Thoughts about food insecurity

Despite a childhood marred by divorce, frequent moves and a parent’s attempted suicide, I have never gone hungry. And until Mary Kenyon mentioned it in a March meeting, I had never heard the term “food insecurity”.

According to the Colorado Health Institute, half a million Coloradoans experience “food insecurity.” That means that they “lack consistent access to a reliable food source during the past year.” Moreover, a 2017 study by the anti-hunger group Feeding America found that nearly 8 percent of Americans aged over 60 were “food insecure”.

I’m pretty sure that coronavirus has kicked those numbers way up.

I began my self-imposed house arrest on March 8, after calculating that, due to age and health issues, COVID-19 would quickly deliver me to the grim reaper. Eleven days later, when Governor Polis closed all but essential businesses, food shopping suddenly became a problem: my 89-year-old husband, who had solemnly agreed to shop just once a week went three times in one day, each time hoping the truck would arrive to fill City Market’s barren shelves.

That really hit me in the gut.

The Colorado Health Institute reports that food insecurity in our state is largely a rural problem, one that’s due to higher poverty and unemployment rates and one complicated by a lack of public transportation. That pretty much nails what was (and to a lesser degree still is) going on in Carbondale in this time of coronavirus. Panic buying, people trying to minimize shopping trips and the fact that Carbondale lies at the far end of City Market’s delivery route have added to our local bare-shelves problem.

My personal insecurity about food led first to online carping, to 98 replies from similarly stressed locals, and then me personally emailing the CEO of Kroger, imploring him to improve our local lot. Thanks to frenzied organizing — by Dave Reed, who put together the Carbondale Mutual Aid Group on Facebook, an effort broadened and deepened by Katrina Byers, Ashley Weitzel, Amy Kimberly and Mayor Dan Richardson — Carbondale’s quarantine picture has brightened considerably.

Carbondale’s elders and the health-challenged now have special shopping hours. The Carbondale Emergency Task Force is hand-delivering flyers that list available food, mental health and financial services. Mary Kenyon, who had already alerted the Carbondale Age-Friendly Community Initiative (CAFCI) about the fact that 3,500 Garfield County seniors had no access to home delivered meals, is now personally delivering food to 27 households.

There’s even a daily City Market stocking report on Facebook, courtesy of Peter Merz. (Merz wrote an April 1 opinion piece for this paper explaining how and why he’s providing this service.) All along, City Market assured Merz that its supply chain was intact and that trucks would keep arriving — as they indeed have.

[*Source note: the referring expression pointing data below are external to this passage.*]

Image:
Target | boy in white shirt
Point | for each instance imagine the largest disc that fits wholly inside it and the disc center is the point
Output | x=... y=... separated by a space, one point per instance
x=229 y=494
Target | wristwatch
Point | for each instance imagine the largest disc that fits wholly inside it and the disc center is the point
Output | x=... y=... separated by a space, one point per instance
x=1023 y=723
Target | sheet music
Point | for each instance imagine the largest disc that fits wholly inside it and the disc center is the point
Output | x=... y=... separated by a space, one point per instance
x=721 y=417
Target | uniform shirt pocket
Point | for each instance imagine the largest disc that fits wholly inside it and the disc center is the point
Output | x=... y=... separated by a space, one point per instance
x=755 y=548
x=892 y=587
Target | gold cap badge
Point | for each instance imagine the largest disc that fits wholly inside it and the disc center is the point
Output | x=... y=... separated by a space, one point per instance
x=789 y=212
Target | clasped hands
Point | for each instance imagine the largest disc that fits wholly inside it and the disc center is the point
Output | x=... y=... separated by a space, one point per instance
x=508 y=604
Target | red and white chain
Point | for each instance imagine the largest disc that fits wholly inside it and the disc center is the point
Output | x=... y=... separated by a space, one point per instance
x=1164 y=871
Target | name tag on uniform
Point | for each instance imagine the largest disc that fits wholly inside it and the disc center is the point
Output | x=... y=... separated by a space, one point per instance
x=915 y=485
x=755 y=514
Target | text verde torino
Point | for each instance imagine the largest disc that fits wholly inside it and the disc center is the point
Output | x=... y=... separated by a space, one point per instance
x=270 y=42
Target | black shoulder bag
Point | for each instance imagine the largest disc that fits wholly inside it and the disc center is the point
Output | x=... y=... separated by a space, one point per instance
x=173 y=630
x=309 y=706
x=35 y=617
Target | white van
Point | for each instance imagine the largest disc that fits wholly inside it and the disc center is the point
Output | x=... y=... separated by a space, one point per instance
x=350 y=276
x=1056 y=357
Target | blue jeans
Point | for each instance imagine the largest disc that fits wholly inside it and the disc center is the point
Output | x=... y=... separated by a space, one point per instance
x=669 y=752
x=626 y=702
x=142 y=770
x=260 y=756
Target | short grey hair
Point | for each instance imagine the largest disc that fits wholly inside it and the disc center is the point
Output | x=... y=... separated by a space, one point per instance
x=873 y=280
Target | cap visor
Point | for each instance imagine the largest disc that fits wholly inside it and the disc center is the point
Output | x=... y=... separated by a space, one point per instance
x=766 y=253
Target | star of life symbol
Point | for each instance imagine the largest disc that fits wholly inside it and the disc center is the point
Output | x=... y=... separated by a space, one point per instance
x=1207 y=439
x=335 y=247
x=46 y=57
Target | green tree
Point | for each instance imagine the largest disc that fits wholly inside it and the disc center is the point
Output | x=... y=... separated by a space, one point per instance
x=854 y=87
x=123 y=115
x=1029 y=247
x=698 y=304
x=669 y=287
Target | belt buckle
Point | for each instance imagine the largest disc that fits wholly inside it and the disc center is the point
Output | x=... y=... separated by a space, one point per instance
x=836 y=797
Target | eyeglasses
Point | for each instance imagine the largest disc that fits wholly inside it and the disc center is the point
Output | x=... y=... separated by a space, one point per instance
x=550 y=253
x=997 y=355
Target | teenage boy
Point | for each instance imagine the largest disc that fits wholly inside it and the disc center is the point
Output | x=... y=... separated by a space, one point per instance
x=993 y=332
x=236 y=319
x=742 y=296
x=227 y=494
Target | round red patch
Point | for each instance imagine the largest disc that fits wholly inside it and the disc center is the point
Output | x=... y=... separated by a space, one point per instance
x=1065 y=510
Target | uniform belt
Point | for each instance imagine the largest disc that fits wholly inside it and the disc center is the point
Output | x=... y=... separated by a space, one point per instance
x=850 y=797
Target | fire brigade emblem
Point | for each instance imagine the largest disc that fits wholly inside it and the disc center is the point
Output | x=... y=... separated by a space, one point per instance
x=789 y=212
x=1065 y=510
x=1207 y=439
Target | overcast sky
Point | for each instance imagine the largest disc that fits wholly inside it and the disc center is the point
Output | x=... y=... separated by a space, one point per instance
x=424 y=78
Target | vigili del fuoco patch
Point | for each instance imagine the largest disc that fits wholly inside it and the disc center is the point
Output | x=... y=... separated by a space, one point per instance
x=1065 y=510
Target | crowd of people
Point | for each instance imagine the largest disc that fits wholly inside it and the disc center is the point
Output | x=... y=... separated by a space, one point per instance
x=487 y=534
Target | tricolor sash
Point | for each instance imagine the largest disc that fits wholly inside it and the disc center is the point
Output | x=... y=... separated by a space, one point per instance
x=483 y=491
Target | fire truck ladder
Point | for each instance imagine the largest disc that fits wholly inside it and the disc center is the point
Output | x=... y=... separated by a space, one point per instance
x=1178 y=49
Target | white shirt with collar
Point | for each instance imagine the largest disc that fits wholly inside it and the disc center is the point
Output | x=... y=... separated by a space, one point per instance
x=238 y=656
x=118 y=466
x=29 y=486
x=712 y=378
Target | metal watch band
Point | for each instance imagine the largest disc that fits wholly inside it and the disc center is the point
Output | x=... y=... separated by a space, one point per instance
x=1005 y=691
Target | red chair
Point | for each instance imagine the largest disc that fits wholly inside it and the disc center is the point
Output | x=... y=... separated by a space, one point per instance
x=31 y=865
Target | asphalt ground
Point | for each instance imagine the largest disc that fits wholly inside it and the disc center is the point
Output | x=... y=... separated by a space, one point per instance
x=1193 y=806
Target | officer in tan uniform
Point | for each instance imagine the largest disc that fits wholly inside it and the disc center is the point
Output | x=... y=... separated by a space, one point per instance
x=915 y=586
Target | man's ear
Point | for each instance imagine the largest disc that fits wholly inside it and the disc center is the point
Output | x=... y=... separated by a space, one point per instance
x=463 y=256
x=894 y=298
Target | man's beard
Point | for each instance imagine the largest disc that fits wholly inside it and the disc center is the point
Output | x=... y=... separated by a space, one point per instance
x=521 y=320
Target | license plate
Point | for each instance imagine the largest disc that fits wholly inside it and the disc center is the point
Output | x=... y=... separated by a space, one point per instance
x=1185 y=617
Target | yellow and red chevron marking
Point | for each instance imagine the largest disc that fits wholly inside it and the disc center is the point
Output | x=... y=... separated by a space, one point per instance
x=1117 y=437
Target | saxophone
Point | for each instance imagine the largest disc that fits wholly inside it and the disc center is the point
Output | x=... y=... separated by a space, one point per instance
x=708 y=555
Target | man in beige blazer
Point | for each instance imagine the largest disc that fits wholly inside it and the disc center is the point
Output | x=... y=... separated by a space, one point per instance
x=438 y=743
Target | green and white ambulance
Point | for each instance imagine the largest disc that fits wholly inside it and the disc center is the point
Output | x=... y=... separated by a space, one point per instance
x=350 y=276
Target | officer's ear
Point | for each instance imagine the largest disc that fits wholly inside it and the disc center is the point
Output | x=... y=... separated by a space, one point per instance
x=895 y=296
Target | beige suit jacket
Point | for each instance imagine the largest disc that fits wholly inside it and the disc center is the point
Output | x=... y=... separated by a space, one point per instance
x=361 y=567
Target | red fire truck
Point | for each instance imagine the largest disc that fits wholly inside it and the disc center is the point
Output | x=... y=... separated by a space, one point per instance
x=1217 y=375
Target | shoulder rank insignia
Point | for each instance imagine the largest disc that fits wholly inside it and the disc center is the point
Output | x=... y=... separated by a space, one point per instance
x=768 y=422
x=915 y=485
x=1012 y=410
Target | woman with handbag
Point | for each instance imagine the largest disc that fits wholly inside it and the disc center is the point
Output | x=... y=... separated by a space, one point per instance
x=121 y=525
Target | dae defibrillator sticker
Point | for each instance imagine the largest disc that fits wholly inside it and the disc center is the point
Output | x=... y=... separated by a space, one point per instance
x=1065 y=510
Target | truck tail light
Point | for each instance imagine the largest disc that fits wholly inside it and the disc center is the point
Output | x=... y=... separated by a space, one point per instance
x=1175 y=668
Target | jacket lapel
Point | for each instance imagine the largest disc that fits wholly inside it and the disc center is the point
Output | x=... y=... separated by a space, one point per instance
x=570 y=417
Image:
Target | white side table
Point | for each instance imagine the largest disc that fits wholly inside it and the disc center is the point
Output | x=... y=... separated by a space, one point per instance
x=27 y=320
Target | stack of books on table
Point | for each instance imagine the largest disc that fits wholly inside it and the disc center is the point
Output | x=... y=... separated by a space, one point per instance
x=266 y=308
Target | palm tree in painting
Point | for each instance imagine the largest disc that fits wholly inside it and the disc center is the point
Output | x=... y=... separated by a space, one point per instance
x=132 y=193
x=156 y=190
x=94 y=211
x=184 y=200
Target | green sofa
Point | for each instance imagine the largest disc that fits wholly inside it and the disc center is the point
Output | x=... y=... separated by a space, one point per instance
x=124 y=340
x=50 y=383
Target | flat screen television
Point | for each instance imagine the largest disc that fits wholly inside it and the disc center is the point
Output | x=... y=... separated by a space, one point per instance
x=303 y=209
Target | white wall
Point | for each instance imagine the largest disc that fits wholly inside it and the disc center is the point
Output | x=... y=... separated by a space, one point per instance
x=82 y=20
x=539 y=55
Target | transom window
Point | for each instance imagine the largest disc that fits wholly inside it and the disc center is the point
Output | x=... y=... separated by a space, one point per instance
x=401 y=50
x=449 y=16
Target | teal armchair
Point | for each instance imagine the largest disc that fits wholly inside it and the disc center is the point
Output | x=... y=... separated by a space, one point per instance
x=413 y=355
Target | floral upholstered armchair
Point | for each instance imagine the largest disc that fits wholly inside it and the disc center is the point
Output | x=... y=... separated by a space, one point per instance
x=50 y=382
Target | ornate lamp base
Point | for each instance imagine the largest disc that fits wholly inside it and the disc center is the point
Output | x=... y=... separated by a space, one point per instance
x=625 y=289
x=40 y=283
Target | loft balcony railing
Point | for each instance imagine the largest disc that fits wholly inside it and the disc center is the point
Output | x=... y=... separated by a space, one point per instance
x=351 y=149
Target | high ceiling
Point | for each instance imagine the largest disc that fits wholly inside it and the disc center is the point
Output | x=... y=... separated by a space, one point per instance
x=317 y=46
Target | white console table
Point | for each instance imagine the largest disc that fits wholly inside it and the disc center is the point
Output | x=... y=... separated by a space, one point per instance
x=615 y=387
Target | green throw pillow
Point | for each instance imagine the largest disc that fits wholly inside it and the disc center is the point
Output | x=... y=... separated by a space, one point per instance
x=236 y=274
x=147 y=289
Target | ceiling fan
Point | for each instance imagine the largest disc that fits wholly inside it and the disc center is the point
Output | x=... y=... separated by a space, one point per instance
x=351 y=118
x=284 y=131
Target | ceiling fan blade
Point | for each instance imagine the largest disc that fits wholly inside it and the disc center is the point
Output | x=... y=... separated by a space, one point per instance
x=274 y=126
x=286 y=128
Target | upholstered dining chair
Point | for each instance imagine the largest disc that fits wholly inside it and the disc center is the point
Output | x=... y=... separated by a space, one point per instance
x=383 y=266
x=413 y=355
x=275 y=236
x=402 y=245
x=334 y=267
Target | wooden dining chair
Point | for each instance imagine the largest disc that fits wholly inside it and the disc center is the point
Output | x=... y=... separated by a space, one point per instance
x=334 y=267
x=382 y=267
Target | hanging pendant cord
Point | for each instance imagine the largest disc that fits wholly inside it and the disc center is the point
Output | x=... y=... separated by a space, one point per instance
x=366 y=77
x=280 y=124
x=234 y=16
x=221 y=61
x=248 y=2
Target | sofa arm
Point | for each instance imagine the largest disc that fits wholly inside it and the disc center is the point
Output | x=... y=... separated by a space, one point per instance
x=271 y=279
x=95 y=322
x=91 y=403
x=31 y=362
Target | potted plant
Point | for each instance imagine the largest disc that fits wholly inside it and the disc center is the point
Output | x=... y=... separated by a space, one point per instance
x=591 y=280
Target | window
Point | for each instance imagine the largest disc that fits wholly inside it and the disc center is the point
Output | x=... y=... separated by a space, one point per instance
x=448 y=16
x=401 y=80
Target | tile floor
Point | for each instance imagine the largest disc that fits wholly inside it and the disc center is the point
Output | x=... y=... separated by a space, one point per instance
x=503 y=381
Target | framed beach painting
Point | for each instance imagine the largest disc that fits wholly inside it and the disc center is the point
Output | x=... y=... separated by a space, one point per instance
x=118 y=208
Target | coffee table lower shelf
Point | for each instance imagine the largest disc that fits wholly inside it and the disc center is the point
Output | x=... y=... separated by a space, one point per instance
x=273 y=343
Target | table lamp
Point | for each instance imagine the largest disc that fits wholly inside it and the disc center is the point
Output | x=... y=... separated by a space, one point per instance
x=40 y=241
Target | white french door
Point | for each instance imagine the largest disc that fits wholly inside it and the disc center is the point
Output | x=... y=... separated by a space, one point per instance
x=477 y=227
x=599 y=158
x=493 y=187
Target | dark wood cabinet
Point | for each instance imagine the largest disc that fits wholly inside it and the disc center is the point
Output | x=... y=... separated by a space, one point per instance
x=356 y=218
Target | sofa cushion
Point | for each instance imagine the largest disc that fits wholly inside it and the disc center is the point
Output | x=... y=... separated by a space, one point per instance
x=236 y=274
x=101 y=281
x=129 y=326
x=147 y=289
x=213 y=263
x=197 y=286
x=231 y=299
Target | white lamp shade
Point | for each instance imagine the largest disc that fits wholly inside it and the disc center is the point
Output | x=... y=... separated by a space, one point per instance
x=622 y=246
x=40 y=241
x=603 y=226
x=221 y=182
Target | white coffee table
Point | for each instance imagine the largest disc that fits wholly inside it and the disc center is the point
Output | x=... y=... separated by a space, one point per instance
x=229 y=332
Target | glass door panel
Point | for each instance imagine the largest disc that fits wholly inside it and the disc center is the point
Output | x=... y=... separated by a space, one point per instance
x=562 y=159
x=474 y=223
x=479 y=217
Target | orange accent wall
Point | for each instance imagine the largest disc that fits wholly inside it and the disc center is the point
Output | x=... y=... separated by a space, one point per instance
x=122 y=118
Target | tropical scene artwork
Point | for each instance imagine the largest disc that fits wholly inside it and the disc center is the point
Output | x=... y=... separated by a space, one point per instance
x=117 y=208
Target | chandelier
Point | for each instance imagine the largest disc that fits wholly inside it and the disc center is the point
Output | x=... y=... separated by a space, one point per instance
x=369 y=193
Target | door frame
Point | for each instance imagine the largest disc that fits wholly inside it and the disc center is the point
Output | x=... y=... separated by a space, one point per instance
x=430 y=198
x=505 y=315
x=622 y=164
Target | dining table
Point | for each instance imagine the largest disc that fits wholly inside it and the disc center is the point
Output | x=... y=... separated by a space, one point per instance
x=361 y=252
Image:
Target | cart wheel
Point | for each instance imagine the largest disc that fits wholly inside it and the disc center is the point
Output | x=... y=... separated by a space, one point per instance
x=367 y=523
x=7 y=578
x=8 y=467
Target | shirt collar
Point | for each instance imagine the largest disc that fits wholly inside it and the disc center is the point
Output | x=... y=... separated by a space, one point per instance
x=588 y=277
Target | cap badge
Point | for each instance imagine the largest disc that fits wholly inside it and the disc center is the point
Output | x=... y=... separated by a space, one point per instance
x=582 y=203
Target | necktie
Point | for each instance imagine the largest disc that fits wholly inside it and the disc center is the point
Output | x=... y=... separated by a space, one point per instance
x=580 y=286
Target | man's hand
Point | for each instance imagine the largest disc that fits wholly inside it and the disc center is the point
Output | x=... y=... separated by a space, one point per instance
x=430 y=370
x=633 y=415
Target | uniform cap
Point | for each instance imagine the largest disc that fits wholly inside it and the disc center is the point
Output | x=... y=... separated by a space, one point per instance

But the experience of wondering where my next meal was coming from got me to thinking a lot more about where my FOOD was coming from in general. Lately, it’s come from some unexpected places, most of them hyper-local.

After my online rant, eight different people, two of them strangers, offered to shop for me. Two neighbors gave me eggs. I gleaned pears and Yukon gold potatoes from a box on Village Road bearing a “free” sign. My friend Alegria has appeared on my porch more than once bearing edible gifts.

(I suppose all this makes me a highly “gifted” writer. I’m deeply grateful to have helpful friends, a reasonably secure income and transportation. These are all unearned gifts that many “food insecure” seniors don’t have.)

My friend Alegria lives in Missouri Heights, down the road from Felix Tornare, owner of Louis’ Swiss Bakery. Felix is one many local restaurateurs who have been abruptly plunged into a struggle for survival. The Aspen restaurants that have bought his pastries for the past 30 years have closed. Felix has kept his AABC shop open for takeout while exploring other ways to keep his business from starving. He roasted the chicken and baked the whole wheat bread that Alegria brought to me — along with her request that I “mention it”. Loudly.

For environmental reasons, I have long favored locavore eating. But my recent quarantine has delivered a gut-level understanding of social and economic reasons why it’s important to support our local food producers, purveyors and restaurateurs.

Given how much things have changed in the last month, it seems appropriate to end this column with a shameless commercial plug — something wholly out of character for me. So here goes: Louis’ fragrant and heavenly (but un-holey), sprouted wheat bread is now available from Mana Market.  Go try some!